Fiscal policy matters, but the BOE focuses on its mandate

  • Greene says the BOE takes fiscal policy as given based on what is legislated.
  • She does not think debt-service costs are yet creating a major fiscal dominance problem.
  • Rising gilt yields matter primarily because they tighten financial conditions, not because coupon payments themselves are creating inflation.
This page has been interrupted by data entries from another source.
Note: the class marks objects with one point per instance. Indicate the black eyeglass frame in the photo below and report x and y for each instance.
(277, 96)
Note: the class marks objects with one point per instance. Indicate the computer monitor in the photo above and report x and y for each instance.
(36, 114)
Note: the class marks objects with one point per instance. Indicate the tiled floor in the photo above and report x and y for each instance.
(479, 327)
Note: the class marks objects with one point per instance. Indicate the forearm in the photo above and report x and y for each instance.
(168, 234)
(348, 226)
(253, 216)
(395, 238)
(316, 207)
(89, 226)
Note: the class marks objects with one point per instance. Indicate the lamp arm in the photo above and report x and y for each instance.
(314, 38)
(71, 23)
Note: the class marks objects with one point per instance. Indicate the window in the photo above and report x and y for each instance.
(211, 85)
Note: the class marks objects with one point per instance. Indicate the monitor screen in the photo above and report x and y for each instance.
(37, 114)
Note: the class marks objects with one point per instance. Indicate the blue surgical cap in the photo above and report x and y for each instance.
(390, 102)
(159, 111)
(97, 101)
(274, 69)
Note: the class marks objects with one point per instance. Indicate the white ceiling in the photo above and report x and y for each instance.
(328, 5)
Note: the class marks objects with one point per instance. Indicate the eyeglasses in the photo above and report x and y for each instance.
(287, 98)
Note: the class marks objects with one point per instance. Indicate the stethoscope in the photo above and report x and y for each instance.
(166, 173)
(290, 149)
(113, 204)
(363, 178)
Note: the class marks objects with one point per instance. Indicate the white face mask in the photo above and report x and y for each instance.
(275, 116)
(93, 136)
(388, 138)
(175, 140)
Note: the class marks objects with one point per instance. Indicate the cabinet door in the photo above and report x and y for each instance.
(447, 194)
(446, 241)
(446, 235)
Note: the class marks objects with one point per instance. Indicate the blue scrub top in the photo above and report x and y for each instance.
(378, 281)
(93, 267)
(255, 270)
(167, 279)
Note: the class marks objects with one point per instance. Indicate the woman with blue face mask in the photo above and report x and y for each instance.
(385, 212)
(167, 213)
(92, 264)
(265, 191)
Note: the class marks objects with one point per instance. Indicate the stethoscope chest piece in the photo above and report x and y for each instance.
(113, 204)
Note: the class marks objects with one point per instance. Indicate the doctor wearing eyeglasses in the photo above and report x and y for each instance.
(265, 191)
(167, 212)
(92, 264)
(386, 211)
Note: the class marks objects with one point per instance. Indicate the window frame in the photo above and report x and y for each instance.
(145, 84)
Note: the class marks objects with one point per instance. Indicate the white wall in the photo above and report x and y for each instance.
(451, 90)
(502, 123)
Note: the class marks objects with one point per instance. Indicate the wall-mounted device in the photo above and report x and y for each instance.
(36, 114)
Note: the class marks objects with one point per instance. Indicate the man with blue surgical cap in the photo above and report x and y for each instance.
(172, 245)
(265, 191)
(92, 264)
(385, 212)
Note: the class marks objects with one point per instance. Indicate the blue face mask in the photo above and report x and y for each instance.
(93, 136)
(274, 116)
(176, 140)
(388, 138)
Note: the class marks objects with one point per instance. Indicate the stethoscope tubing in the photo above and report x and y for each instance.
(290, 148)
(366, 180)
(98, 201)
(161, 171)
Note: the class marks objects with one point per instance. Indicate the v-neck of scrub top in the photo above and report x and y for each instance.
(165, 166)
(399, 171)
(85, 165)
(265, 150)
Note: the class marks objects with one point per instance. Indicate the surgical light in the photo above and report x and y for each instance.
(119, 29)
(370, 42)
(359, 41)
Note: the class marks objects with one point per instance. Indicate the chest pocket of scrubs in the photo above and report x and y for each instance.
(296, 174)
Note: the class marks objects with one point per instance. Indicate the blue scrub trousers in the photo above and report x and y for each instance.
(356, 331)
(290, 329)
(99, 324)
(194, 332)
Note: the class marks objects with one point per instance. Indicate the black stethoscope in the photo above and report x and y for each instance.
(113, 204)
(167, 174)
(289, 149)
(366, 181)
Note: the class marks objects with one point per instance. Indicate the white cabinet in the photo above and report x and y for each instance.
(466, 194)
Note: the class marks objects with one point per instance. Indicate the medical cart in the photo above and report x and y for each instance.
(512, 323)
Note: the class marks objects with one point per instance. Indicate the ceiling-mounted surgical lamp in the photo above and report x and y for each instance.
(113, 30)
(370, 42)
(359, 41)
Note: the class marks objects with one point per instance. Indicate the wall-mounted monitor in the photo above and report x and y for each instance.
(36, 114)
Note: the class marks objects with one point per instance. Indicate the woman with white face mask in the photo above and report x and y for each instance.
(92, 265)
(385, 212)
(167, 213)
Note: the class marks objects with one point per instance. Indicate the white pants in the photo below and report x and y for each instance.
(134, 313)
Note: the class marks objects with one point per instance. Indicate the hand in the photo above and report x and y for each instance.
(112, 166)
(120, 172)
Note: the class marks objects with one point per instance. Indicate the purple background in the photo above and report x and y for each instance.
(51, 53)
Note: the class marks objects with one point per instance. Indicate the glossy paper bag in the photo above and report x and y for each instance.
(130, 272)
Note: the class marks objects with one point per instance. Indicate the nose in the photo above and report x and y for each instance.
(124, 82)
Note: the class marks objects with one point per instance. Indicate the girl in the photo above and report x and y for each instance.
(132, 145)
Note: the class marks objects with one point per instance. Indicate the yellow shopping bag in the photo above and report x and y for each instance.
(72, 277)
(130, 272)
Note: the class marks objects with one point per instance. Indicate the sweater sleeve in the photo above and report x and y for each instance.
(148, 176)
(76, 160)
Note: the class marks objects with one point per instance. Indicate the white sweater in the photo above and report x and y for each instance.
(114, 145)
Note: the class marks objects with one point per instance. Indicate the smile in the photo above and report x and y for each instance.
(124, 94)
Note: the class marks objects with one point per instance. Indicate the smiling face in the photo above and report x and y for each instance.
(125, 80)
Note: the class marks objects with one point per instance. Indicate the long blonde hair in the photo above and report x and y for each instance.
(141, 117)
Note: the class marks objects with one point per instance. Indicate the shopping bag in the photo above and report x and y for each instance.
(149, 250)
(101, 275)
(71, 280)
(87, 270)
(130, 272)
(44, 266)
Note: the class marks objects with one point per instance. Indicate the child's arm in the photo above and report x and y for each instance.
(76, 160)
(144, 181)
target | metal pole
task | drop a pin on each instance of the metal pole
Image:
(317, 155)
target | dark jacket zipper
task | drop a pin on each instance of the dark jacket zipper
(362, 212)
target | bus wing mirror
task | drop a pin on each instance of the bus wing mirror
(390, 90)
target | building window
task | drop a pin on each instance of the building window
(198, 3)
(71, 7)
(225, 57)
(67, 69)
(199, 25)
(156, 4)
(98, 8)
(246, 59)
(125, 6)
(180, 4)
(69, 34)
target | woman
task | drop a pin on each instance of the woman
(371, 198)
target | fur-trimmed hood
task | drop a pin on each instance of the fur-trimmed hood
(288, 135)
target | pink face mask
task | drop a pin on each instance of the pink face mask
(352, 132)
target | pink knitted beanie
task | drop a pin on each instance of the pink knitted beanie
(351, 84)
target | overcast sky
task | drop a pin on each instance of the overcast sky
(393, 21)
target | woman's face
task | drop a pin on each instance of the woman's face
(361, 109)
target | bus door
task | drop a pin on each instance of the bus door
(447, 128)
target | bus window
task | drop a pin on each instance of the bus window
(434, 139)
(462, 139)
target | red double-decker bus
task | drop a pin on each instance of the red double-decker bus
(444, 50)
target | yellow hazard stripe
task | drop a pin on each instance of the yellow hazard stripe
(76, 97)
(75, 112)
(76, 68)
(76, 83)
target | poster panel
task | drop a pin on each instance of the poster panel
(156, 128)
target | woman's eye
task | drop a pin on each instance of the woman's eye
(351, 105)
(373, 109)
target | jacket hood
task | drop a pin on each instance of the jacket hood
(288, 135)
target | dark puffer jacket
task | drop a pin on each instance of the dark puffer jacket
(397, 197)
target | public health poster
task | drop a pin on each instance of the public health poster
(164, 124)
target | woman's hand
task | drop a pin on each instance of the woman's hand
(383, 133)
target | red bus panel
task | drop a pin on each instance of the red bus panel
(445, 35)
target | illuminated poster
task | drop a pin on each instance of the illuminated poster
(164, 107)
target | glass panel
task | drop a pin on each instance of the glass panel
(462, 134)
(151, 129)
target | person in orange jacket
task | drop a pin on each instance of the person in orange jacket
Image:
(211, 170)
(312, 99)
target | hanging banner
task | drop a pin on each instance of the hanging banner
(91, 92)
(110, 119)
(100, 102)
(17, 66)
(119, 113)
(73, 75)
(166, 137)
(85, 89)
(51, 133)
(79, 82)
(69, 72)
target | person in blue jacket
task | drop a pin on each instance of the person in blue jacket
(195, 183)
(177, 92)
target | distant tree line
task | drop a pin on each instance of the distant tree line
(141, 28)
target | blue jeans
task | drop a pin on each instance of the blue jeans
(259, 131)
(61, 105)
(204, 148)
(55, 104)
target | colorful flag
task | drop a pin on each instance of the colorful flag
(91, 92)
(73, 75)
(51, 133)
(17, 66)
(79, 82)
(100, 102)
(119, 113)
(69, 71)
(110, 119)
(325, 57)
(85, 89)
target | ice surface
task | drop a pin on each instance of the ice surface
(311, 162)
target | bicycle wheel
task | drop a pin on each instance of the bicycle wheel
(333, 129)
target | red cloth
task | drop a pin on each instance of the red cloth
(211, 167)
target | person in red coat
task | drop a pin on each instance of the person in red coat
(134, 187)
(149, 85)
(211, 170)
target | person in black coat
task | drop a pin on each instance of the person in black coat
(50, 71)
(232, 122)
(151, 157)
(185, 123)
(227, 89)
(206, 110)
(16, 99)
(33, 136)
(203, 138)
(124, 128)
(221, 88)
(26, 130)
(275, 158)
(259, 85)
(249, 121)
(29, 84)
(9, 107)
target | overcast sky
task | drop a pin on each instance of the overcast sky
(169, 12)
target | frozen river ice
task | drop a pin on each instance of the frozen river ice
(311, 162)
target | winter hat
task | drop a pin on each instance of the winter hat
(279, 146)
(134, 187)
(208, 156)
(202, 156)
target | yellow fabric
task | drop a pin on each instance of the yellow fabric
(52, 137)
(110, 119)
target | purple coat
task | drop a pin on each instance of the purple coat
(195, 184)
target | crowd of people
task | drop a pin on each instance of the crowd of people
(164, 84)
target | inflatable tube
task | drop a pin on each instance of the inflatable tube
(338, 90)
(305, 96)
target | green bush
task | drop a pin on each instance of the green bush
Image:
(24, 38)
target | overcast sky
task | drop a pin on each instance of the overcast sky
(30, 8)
Bond markets are important, but not always right

  • Greene says markets are sometimes efficient and sometimes wrong.
  • The BOE has a function that regularly talks to investors to understand:
    • their positioning,
    • their expectations for policy,
    • and what they think about the BOE’s next move.

A Shift in How Central Banks Think

We are already in a new era of central banking

  • Greene argues central banking has changed fundamentally because policymakers face:
    • repeated negative supply shocks,
    • higher uncertainty,
    • and more frequent geopolitical and climate-related disruptions.
  • She says the old rule of simply “looking through” supply shocks is less useful when shocks arrive wave after wave.
  • The future of monetary policy, in her view, is more about:
    • scenario analysis,
    • risk management,
    • and judging how bad policy mistakes could be under different states of the world.

Central banks are not the right tool for fixing supply problems

  • Greene is clear that central banks do not have the right tools to solve supply-side issues directly.
  • Structural problems like productivity, regulation, housing supply, and industrial capacity are largely matters for elected governments, not independent central banks.
  • She suggests there may be a need for more creative policy thinking, but that doesn’t necessarily mean central banks should take over those responsibilities.

Notable Insights

  • “We’re no longer at a point where we can just say one day we might have these shocks happen — we’re already there.”
  • “The real kicker is second-round effects.”
  • “In an age of this much uncertainty, you need to stop thinking only in point forecasts and start thinking in scenarios.”
  • Greene’s core message: inflation risk is still tilted to the upside, even if growth looks weak.

Bottom Line

This episode is a deep dive into how the Bank of England is responding to a world where inflation is driven less by demand and more by repeated supply shocks. Megan Greene argues that the UK remains vulnerable to inflation persistence, especially through energy prices and second-round effects, and that monetary policy must now operate with greater humility, uncertainty, and scenario-based thinking.